📝 Original Info
- Title: GSAE: Graph-Regularized Sparse Autoencoders for Robust LLM Safety Steering
- ArXiv ID: 2512.06655
- Date: 2025-12-07
- Authors: Researchers from original ArXiv paper
📝 Abstract
Large language models (LLMs) face critical safety challenges, as they can be manipulated to generate harmful content through adversarial prompts and jailbreak attacks. Many defenses are typically either black-box guardrails that filter outputs, or internals-based methods that steer hidden activations by operationalizing safety as a single latent feature or dimension.
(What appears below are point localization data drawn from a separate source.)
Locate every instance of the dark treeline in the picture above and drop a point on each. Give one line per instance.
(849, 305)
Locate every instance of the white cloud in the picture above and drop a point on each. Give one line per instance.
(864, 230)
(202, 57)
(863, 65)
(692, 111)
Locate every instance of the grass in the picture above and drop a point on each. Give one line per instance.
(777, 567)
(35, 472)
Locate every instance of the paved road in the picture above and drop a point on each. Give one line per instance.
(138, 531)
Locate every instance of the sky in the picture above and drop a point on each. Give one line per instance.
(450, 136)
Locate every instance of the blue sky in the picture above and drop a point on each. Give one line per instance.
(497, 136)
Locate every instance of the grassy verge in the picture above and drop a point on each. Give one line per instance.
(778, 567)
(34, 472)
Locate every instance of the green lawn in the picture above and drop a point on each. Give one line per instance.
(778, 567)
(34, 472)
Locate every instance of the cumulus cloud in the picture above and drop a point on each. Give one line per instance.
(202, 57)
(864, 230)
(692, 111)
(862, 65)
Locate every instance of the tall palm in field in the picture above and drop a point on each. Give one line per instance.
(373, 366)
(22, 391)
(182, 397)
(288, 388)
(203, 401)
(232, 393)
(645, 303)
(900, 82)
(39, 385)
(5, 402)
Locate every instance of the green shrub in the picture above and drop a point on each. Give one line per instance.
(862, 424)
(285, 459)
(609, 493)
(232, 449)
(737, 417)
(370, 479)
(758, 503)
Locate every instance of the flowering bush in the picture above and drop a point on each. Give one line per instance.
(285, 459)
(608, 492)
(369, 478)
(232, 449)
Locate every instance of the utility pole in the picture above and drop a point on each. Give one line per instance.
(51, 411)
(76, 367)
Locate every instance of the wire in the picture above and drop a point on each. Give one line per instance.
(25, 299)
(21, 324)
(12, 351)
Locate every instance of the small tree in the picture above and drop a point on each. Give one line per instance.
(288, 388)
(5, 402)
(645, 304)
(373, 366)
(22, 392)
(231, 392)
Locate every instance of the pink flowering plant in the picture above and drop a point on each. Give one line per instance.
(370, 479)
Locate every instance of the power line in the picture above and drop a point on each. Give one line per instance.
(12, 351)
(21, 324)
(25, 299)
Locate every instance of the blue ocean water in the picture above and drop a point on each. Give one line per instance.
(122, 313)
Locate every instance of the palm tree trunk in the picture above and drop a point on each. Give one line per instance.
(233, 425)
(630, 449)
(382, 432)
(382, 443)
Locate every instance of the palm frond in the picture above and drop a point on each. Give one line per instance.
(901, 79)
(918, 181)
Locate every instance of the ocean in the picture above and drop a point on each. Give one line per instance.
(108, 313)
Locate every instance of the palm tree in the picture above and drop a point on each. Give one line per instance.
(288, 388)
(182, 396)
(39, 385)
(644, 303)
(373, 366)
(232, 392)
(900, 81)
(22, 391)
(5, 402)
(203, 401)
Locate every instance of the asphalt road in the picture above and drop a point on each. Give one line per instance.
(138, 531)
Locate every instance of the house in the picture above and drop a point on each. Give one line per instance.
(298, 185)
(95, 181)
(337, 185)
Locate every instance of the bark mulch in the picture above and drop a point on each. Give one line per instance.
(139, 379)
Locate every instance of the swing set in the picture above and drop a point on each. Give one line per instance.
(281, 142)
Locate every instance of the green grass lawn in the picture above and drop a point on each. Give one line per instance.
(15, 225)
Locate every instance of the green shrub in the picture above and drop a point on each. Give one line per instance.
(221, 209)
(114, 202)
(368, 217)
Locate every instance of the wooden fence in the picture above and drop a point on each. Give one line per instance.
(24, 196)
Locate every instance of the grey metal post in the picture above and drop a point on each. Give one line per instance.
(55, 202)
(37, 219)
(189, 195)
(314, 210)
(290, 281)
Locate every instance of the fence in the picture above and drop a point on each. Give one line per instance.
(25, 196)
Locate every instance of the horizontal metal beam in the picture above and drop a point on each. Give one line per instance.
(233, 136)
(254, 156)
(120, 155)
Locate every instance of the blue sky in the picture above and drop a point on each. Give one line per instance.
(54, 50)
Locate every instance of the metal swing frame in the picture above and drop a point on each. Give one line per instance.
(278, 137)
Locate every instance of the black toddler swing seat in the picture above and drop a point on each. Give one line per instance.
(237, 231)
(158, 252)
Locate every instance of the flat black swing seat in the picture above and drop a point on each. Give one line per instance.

While effective for simple concepts, this assumption is limiting, as recent evidence shows that abstract concepts such as refusal and temporality are distributed across multiple features rather than isolated in one. To address this limitation, we introduce Graph-Regularized Sparse Autoencoders (GSAEs), which extends SAEs with a Laplacian smoothness penalty on the neuron co-activation graph. Unlike standard SAEs that assign each concept to a single latent feature, GSAEs recover smooth, distributed safety representations as coherent patterns spanning multiple features. We empirically demonstrate that GSAE enables effective runtime safety steering, assembling features into a weighted set of safety-relevant directions and controlling them with a two-stage gating mechanism that activates interventions only when harmful prompts or continuations are detected during generation. This approach enforces refusals adaptively while preserving utility on benign queries. Across safety and QA benchmarks, GSAE steering achieves an average 82% selective refusal rate, substantially outperforming standard SAE steering (42%), while maintaining strong task accuracy (70% on TriviaQA, 65% on TruthfulQA, 74% on GSM8K). Robustness experiments further show generalization across LLaMA-3, Mistral, Qwen, and Phi families and resilience against jailbreak attacks (GCG, AutoDAN), consistently maintaining >= 90% refusal of harmful content.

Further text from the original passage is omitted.